Thomas Geoghegan  

Day Five
Friday, Oct. 25, 1996
       Woman calls: Please come on TV right now and give my opinion as a labor lawyer: “Can Mayor Daley fire city workers who don’t pay their parking tickets?” Sorry, I’m going to dinner.
       Of course he can.
       “FOP says no.” The Fraternal Order of Police.
       Well, he can.
       Our scandal: Many city workers, even aldermen, are blowing off their parking tickets.
       So? I think the real scandal is: Go in any traffic court, see how the city preys on the poor. Blacks, Latinos, who make, what, $6 an hour? They can barely afford cars to get to jobs in the suburbs. Then one boot, one wrong turn, one park in a tow zone they didn’t see: bam, they’re wiped out. The fine doubles in a week. They lose the job, etc.
       Like in The Bicycle Thief. Only it’s the city that steals your bike.
       Where does the dough go? For the lampposts in front of Starbucks.
       Oh well. Not as sick as the way the Swiss pay themselves out of the accounts of Holocaust victims, is it?
       Tonight on State Street I run into a prosecutor. Without our knowing it, probably 20 cops hover around. Say “THIEF!” and you find you’re next to, oh, six in “plain clothes.”
       Like P., my own client, who’s in transit undercover.
       He comes up, I’m in the El, underground. Then I notice a man, staring:
       “Tom? Don’t you know me?”
       No. Who the hell is this? Down in these depths, somehow, I can’t recognize my own clients.

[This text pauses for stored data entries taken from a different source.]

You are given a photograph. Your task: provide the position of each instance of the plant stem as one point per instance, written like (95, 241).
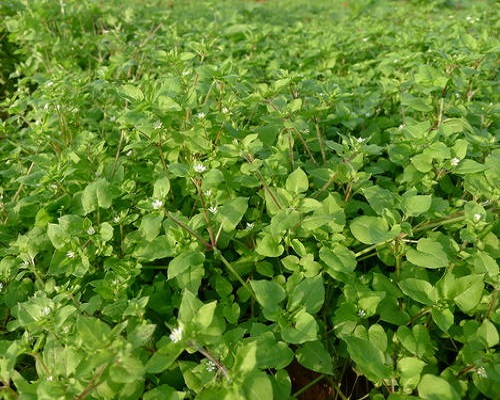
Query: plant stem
(234, 272)
(211, 357)
(204, 211)
(189, 230)
(92, 383)
(309, 385)
(321, 143)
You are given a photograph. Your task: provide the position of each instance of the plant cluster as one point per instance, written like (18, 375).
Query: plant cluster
(194, 195)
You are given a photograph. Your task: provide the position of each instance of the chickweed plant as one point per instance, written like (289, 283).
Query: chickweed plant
(197, 195)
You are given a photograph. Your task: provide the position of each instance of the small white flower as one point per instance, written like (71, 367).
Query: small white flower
(481, 372)
(211, 367)
(213, 209)
(176, 335)
(157, 204)
(200, 168)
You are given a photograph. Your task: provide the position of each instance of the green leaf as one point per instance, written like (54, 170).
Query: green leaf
(297, 181)
(470, 289)
(338, 259)
(205, 316)
(302, 328)
(268, 293)
(94, 333)
(257, 385)
(467, 167)
(150, 226)
(184, 261)
(371, 230)
(131, 93)
(443, 318)
(57, 236)
(269, 246)
(246, 357)
(127, 369)
(161, 188)
(416, 205)
(416, 103)
(429, 254)
(189, 307)
(163, 392)
(377, 336)
(433, 387)
(488, 334)
(164, 358)
(416, 340)
(166, 104)
(314, 356)
(310, 293)
(231, 213)
(379, 198)
(272, 353)
(409, 369)
(161, 247)
(419, 290)
(368, 358)
(96, 195)
(106, 231)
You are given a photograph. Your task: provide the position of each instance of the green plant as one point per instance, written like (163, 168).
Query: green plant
(188, 203)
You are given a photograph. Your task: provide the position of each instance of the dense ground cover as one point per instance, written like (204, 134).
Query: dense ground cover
(209, 199)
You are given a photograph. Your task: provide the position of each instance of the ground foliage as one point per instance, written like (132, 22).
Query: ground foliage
(195, 194)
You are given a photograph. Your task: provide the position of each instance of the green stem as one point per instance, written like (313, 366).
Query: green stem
(211, 357)
(308, 386)
(234, 272)
(189, 230)
(422, 312)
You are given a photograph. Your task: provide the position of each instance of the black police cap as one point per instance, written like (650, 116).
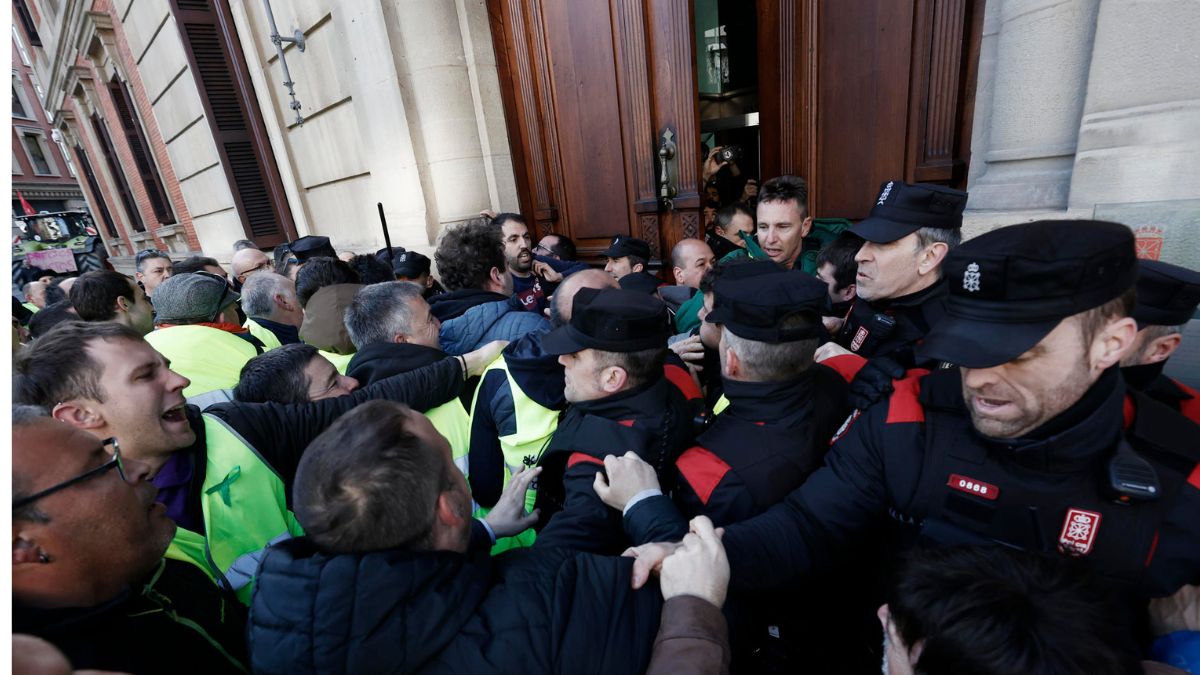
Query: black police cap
(411, 264)
(1167, 294)
(901, 209)
(312, 246)
(757, 306)
(610, 320)
(624, 246)
(1012, 286)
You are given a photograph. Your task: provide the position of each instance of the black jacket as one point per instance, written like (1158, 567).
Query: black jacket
(525, 611)
(917, 458)
(377, 362)
(493, 414)
(654, 420)
(178, 621)
(913, 316)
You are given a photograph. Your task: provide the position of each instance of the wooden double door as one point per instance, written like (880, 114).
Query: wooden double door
(607, 103)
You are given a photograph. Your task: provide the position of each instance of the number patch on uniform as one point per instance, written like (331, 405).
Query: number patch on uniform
(1079, 531)
(972, 487)
(859, 338)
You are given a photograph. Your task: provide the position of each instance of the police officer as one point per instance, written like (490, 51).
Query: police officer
(1033, 442)
(612, 353)
(1167, 299)
(899, 291)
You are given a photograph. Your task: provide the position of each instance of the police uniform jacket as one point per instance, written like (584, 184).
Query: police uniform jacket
(918, 458)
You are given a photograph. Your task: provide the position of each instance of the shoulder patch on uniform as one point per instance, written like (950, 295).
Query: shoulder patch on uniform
(905, 406)
(702, 470)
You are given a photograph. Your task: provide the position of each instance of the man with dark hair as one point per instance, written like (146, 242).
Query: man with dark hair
(325, 286)
(199, 333)
(900, 294)
(837, 267)
(153, 268)
(612, 352)
(557, 246)
(94, 560)
(783, 219)
(388, 521)
(111, 296)
(291, 374)
(198, 263)
(993, 610)
(273, 309)
(223, 475)
(371, 269)
(534, 278)
(519, 401)
(479, 306)
(1167, 299)
(729, 226)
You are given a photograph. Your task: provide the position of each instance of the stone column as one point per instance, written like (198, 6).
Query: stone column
(1042, 54)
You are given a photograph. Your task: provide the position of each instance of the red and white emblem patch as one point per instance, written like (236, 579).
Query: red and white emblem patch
(1079, 531)
(972, 487)
(859, 338)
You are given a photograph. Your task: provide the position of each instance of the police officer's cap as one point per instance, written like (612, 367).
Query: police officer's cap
(610, 320)
(411, 264)
(1167, 294)
(901, 209)
(774, 306)
(1011, 287)
(312, 246)
(624, 246)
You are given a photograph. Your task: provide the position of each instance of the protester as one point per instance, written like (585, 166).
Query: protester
(108, 296)
(273, 309)
(479, 306)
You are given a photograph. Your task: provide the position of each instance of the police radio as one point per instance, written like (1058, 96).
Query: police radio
(1131, 477)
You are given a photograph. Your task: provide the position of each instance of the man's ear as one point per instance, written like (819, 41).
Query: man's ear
(931, 257)
(1114, 342)
(81, 413)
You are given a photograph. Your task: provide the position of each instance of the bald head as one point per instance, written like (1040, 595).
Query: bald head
(249, 261)
(691, 258)
(564, 296)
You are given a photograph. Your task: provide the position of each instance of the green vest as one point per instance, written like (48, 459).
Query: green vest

       I then go to dinner with L., a therapist. I do this vague abstract social justice stuff that changes nothing. She’s not political, but does much more good than I.
       Like: She just wangled a scholarship for a kid, AFDC, out of a good private school.
       “Wait,” said the principal, “are we looking at one year, or two?”
       “Eight. And there’s a sister.”
       On the way out, a homeless man crowds me, blocks me from the car.
       “I’m sorry,” L. says when he goes away.
       No worse than the typical lawyer in my face.
       The truth is, I was staring at him, staring: Who the hell is this?